Одну из них мимоходом отмечает все тот же автор, доказывая вредное влияние «юридической природы поместья». «В источниках, — говорит он, — сохранились любопытные факты, иллюстрирующие насилия и грабежи помещиков, их стремление к скорой наживе и наносимый этим трудно исправимый вред хозяйственной ценности поместной земли». Он приводит, к сожалению, только один такой факт, но чрезвычайно выразительный. «В самом конце XVI века в селе Погорелицах, Владимирского уезда, жил «во крестьянех» некто Иван Сокуров. В 1599 году Погорелицы были пожалованы в поместье сыну боярскому Федору Соболеву. Этот последний, в отсутствие Сокурова, явился к нему на двор и произвел там полный разгром: забрал себе троих «старинных людей» хозяина дома, т. е. его холопов, увел лошадь, корову, быка, четырех овец, взял у жены Сокурова деньгами 1 рубль 13 алтын (= 35 р. золотом), увез к себе, сколько мог, ржи, овса, ячменя, конопли и «трои пчелы». Мало того, когда Сокуров вернулся, помещик присвоил себе и его двор»[125]. Картина такого выдворения крестьянина из его гнезда землевладельцем не составляет отнюдь русской особенности: в Германии около того же времени мы встречаем целый ряд подобных явлений — там для них и термин особый сложился — Bauemlegen. Условность поместного владения гут, конечно, ни при чем, но не трудно себе представить, как должны были подействовать на крестьянскую массу поступки тысяч таких Соболевых, сразу вторгшихся в нетронутые поместным землевладением земли. А это именно было, когда опричнина с ее земельной перетасовкой одновременно пустила под поместья целый ряд княженецких вотчин, с их традиционными феодальными порядками, с нетяжелыми, и притом очень устойчивыми, из поколения в поколение переходившими крестьянскими повинностями.

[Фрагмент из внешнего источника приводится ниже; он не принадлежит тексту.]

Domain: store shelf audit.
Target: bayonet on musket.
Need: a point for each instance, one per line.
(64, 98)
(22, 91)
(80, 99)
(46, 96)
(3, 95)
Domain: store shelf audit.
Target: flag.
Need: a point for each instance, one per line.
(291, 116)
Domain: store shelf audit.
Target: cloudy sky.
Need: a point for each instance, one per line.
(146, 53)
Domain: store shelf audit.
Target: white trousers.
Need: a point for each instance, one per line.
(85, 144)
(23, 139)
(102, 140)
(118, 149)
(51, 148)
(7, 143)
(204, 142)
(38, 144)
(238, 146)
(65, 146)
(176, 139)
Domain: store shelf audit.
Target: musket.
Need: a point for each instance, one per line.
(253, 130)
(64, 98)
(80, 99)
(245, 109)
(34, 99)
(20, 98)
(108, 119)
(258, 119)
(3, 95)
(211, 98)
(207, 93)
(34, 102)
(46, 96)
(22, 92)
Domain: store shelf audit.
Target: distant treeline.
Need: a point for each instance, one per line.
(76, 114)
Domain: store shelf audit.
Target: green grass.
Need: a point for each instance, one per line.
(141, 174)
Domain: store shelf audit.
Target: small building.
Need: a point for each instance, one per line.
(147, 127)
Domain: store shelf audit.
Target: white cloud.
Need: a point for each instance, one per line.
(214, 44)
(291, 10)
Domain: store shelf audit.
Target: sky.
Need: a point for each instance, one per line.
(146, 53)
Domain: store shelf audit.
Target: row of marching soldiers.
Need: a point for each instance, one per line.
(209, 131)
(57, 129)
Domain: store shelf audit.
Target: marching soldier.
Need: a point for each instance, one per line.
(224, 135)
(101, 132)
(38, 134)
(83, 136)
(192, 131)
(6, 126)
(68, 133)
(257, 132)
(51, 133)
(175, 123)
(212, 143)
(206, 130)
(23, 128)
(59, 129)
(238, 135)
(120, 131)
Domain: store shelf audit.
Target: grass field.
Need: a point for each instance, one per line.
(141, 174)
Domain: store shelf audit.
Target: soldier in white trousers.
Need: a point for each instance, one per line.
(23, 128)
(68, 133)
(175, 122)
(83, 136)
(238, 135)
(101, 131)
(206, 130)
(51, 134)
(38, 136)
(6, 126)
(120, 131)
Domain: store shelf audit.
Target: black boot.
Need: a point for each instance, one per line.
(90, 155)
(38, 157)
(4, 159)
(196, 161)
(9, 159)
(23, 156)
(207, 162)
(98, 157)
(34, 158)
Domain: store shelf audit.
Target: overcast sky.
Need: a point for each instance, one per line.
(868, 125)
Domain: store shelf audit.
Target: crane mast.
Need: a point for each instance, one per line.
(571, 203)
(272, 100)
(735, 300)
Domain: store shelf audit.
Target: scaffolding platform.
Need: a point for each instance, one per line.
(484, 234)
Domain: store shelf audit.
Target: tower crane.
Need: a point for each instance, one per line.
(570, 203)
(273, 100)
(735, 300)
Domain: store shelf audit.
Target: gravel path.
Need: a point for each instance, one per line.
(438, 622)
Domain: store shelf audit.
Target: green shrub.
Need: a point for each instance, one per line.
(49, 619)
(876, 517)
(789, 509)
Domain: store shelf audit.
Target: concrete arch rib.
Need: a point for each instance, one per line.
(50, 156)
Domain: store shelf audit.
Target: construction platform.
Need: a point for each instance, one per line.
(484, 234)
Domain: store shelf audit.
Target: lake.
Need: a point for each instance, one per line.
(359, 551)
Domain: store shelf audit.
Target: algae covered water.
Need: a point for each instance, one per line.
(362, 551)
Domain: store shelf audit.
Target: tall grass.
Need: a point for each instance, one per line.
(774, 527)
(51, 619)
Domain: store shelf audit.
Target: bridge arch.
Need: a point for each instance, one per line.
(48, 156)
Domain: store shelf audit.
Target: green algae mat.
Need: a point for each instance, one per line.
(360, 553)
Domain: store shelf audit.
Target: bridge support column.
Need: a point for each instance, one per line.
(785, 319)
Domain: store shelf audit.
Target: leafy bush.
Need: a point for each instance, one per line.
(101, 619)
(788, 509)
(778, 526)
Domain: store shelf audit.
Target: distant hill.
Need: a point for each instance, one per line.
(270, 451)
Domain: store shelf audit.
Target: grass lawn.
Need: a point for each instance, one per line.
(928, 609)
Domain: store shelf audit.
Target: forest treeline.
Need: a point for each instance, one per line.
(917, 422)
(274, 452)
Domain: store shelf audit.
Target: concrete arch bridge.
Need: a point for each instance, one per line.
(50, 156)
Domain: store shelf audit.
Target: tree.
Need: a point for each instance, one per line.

Как из разворошенного муравейника муравьи, разбегалось население этих старых культурных гнезд, захваченных опричниной, — разбегалось куда глаза глядят, лишь бы спастись от новых порядков, начинавшихся так круто. Недаром максимум запустения Московского уезда совпадает с разгаром опричнины.
И опричнина, сама по себе, как известное «государственное мероприятие», тут тоже ни при чем, разумеется: как раз приведенный нами пример к опричнине и не относится — в 1599 году се уже не было, и Соболев, вероятно, никогда в опричнине не служил. В 60—70-х годах лишь до необычайных размеров усилилось явление, общее для всего поместного землевладения. Хищническая эксплуатация имения, стремление выжать из него в возможно короткое время возможно больше денег так же характерны для наших помещиков XVI века, как и для всяких «предпринимателей» в раннюю пору денежного хозяйства. Один современный публицист, писавший немного позже Смуты и помнивший предшествующую эпоху по личным впечатлениям, дает нам необычайно выразительную общую картину той безудержной спекуляции, одним из маленьких образчиков которой был приведенный выше случай. По его словам, во время больших неурожаев при Борисе Годунове многие не только деньги, но всю свою движимость, до носильного платья включительно, пускали в оборот, «и собирали в житницы свои все семена всякого жита», наживая таким путем до тысячи процентов. В значительной степени этой же спекуляцией объяснялись и сами неурожаи — мы помним, что еще за двадцать лет перед тем Флетчер приписывал вздорожание хлебных цен барышничеству помещиков. Если верить нашему автору, то в разгар голода имелись большие запасы хлеба, так что впоследствии, когда междоусобная война действительно разорила страну, и посевы очень сократились, вся Россия питалась этими старыми залежами, которых не выпускали из рук хлебные спекулянты во время голода, чтобы поддержать цены. Судя по тому описанию годуновского общества, какое дает нам этот публицист, хлебное барышничество давало большие выгоды. По его словам, даже и провинциальное дворянство обилием золотой и серебряной посуды, лошадей на конюшне и челядинцев во дворе «подобилось первым вельможам и сродичам царевым», и не только дворянство, «но и от купцов сущие и от земледельцев». По роскошным нарядам их жен и дочерей и не узнать было, чьи они: так было на них много золота, серебра и всяких иных украшений — «вси бо боярствоваху» в это время[126].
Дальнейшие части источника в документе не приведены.